The last election has bought time for those Americans who value the importance of democracy and the essential place of democracy in sustaining fundamental freedom. What's required now is democracy's revitalization. Democracy is as democracy does, and the time has never been greater for renewed activism on the ground to ensure democracy's endurance. We need to work to promote democratic values in all tiers of society – in our communities and neighborhoods, at the level of state government, and in the promotion of humane policies and leadership at the national level.

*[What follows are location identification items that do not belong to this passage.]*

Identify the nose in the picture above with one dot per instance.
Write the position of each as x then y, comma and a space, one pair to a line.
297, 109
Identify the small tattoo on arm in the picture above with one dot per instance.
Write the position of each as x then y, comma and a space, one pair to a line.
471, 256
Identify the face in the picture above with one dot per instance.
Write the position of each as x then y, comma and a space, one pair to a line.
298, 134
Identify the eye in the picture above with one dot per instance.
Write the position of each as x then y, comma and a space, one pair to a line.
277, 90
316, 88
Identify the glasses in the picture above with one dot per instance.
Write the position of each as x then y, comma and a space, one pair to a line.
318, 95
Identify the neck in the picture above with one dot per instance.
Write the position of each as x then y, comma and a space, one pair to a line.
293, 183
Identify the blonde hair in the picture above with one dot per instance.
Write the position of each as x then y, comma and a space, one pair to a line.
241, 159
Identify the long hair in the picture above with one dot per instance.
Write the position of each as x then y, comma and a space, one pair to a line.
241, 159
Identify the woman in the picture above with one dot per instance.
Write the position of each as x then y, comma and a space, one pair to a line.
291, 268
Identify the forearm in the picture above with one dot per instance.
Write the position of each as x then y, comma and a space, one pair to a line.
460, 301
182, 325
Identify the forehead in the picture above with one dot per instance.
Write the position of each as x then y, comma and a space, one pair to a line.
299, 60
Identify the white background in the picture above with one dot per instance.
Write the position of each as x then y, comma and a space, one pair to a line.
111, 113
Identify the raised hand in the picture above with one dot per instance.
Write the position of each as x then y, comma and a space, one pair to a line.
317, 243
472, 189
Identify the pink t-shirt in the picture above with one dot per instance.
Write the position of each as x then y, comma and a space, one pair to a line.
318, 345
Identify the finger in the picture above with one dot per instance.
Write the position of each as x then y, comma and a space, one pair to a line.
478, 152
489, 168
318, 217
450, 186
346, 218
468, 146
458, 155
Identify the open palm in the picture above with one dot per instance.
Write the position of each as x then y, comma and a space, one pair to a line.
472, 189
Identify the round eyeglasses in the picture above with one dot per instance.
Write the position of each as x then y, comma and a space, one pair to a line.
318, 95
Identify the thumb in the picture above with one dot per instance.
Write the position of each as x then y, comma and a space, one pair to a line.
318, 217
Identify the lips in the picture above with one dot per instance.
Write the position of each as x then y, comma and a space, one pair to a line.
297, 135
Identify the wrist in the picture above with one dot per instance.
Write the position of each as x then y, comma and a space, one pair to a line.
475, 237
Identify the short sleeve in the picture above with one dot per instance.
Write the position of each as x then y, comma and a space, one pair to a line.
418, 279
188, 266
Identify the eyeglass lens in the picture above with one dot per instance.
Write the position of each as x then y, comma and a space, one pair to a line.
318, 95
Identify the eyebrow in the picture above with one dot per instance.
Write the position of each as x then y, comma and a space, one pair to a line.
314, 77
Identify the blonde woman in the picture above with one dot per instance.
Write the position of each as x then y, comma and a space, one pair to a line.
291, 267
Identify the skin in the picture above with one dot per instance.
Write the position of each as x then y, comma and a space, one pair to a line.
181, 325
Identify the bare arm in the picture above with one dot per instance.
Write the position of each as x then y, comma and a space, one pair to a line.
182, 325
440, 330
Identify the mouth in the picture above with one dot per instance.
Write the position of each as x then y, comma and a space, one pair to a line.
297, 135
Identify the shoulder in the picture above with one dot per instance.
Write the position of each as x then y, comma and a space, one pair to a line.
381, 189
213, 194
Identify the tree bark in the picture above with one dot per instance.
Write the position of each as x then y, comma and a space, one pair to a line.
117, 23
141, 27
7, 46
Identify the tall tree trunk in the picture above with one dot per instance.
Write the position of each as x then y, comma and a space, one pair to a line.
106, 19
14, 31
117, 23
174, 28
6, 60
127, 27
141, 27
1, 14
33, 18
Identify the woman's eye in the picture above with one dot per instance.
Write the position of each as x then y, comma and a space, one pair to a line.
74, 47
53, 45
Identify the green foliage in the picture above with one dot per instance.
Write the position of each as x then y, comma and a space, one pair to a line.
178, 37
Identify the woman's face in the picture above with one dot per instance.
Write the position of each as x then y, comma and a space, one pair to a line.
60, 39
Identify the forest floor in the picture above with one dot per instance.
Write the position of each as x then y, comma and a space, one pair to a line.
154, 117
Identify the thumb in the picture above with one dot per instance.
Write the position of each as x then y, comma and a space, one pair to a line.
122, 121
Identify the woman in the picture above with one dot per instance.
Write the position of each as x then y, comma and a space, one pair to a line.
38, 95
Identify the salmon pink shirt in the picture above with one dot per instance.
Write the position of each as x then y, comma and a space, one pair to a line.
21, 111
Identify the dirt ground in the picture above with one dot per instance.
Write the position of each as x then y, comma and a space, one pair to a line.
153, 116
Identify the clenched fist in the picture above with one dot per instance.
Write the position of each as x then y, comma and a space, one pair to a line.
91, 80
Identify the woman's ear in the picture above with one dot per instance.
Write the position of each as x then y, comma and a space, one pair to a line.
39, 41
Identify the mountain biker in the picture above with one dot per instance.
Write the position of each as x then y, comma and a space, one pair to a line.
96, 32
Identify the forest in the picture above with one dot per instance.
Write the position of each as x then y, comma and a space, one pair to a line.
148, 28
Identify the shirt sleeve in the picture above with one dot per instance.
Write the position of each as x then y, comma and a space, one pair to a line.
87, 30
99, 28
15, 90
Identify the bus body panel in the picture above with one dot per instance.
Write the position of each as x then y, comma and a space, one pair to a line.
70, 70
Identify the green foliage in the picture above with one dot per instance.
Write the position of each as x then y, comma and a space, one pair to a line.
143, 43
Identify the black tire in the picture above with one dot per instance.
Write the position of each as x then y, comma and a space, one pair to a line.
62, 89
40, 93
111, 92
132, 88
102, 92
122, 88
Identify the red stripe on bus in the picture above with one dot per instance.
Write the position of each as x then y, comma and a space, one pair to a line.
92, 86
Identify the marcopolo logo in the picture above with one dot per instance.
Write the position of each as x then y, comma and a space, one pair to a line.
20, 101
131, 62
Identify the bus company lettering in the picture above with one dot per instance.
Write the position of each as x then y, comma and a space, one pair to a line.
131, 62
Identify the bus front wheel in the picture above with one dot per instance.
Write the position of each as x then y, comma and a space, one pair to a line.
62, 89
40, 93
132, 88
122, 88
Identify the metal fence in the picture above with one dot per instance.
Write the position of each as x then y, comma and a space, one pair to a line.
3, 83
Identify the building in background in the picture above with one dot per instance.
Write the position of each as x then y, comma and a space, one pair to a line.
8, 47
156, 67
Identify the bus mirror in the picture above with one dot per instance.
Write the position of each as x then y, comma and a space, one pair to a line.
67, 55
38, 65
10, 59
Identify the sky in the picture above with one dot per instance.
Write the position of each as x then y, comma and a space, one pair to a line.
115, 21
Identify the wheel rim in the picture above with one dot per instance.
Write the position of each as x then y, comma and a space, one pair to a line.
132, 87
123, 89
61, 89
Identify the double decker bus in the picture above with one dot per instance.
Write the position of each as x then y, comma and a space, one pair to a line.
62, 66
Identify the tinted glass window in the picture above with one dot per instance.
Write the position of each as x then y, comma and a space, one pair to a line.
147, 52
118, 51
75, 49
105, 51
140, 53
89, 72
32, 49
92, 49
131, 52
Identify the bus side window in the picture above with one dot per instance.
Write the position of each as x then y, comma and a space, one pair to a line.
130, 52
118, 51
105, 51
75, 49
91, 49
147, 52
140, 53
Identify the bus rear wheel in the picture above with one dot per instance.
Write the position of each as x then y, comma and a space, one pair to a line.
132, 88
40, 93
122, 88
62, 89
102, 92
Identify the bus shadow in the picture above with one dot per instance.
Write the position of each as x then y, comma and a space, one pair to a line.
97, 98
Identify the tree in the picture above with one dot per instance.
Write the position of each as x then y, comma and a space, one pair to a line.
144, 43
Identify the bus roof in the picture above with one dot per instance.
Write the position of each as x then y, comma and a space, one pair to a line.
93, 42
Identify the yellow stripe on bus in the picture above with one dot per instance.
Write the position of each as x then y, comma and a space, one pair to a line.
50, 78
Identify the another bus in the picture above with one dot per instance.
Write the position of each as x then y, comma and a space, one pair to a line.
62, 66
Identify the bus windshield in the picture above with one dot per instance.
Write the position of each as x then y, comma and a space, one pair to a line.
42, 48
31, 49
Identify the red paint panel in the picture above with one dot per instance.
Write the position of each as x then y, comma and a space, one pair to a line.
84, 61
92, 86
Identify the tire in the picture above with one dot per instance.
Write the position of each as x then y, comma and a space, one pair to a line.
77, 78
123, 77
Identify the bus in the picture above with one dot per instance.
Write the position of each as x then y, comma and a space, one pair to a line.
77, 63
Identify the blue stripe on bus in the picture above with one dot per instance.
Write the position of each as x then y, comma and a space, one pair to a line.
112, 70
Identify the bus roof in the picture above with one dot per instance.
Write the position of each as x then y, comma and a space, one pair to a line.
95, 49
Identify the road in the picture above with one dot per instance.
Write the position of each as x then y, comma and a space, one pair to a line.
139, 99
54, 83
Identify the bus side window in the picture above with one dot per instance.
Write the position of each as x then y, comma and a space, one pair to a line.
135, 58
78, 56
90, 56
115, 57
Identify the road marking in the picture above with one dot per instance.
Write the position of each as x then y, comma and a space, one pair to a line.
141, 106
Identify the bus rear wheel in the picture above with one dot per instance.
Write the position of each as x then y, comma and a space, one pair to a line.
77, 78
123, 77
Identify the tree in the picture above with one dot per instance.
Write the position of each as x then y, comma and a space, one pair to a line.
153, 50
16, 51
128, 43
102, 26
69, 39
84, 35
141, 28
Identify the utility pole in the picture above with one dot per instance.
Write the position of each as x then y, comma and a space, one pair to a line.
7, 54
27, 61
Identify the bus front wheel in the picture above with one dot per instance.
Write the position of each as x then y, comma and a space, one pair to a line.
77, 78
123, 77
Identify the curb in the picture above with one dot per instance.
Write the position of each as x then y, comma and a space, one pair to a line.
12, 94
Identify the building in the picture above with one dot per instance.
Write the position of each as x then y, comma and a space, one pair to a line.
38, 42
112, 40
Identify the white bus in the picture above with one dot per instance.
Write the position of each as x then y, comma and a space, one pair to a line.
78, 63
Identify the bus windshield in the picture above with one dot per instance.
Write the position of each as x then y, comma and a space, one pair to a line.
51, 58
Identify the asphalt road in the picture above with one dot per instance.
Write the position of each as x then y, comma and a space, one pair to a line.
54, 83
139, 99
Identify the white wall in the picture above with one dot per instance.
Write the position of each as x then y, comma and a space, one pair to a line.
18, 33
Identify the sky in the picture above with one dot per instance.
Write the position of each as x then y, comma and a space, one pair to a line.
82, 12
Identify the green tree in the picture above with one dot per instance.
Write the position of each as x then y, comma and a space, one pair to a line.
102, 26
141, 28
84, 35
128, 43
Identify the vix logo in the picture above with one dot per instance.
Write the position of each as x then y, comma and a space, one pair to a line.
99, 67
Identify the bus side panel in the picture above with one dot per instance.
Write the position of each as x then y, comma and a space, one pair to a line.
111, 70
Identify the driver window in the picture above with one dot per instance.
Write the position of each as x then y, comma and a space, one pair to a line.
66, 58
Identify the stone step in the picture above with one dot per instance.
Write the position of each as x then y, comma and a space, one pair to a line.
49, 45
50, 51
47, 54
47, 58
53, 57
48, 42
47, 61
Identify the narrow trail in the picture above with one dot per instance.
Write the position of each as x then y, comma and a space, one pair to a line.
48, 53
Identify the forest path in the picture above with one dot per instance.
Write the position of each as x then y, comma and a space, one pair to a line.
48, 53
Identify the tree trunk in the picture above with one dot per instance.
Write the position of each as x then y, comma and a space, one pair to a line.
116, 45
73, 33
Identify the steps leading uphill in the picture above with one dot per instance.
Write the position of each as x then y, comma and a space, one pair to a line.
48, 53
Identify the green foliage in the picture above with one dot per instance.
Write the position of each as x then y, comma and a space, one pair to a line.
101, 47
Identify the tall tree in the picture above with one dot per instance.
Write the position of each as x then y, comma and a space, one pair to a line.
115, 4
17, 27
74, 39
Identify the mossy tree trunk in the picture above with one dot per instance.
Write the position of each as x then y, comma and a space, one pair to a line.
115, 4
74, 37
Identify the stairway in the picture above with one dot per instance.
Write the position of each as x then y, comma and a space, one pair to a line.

America is an aspirational nation ever striving for perfection. Such is the American faith, and it needs to be actualized now more than ever.
So well expressed, Joe, and thanks for ending on an optimistic note . We all need a dose of optimism these days.
Joe, I have marveled at your writing skills for the 20 years of our friendship, and you did it again. I am surprised we did not hear each other's sigh of relief. I was not sure that "losing democracy," was a strong enough motivational term, and was pleased when Biden described our situation as pre-fascist. There are signs that we are living in a pre-Hitlerian stage. The term, "The Jews will not replacce us," and Trump's envy of Hitler's power to order the military to support his regime are ominous signs.